Los romanos decían que nomen est omen, que el nombre es el destino. Y solo se consigue agarrar al propio destino por las solapas cuando se toma responsabilidad de lo propio. De las propias afirmaciones, de las propias decisiones. Cuando se las sella con el propio nombre.
La responsabilidad es una cualidad que se puede eludir con cierta facilidad cuando se tiene una masa alrededor que la difumina, que la envuelve y disuelve. Lo pienso cada vez que escucho alguno de los cánticos verdaderamente dementes que se vociferan desde los campus de algunas de las universidades más caras del mundo. De cómo la responsabilidad de los cánticos y su significado se ha disuelto y quedado suspendida en una masa homogénea que ha perdido su conexión con la realidad del lugar.
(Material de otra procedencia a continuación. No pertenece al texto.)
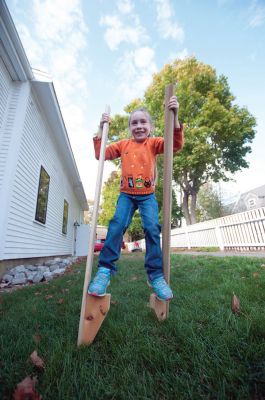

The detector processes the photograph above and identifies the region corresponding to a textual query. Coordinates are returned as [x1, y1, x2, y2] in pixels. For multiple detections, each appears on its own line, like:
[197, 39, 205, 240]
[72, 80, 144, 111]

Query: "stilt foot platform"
[78, 294, 111, 346]
[150, 293, 168, 321]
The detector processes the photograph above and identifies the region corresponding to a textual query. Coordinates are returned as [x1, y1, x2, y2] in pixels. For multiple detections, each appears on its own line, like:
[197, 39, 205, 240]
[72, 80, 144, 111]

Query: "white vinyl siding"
[3, 90, 80, 259]
[0, 58, 13, 192]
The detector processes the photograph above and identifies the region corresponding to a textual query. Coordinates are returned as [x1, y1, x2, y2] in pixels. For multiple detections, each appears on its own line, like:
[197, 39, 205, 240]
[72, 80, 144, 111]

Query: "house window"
[35, 167, 50, 224]
[248, 199, 256, 208]
[62, 200, 69, 234]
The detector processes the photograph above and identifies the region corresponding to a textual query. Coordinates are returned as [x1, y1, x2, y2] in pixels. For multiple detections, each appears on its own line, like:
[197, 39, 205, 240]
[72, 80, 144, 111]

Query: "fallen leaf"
[13, 376, 41, 400]
[30, 350, 44, 369]
[33, 333, 41, 344]
[0, 282, 11, 289]
[231, 294, 240, 314]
"Los manifestantes del campus nos han deshumanizado", firman estos estudiantes de veintipocos años. Unos jóvenes que están viviendo como sus compañeros de biblioteca y aula y resaca, hasta hace unos meses puede que incluso amigos, les encajan en una masa común, desfigurada y sin rostro particular, presidida exclusivamente por el título de "judíos". Todo ello debido a las decisiones, cuestionadas por muchos, del gobierno de Israel.
¿Cómo se hace para recuperar esa humanidad perdida? ¿Cómo se hace para desprenderse de esa masa uniforme? Poniéndole nombre. Y apellido. Y estudios y año de graduación. Porque el nombre humaniza, el nombre es nuestro destino. Y esta carta, como decía Piglia, es un mensaje para el futuro, desde el presente, pero también desde el pasado: la retórica de odio y los binarismos simplistas nunca han llevado a un progreso civil, sino precisamente a todo lo contrario.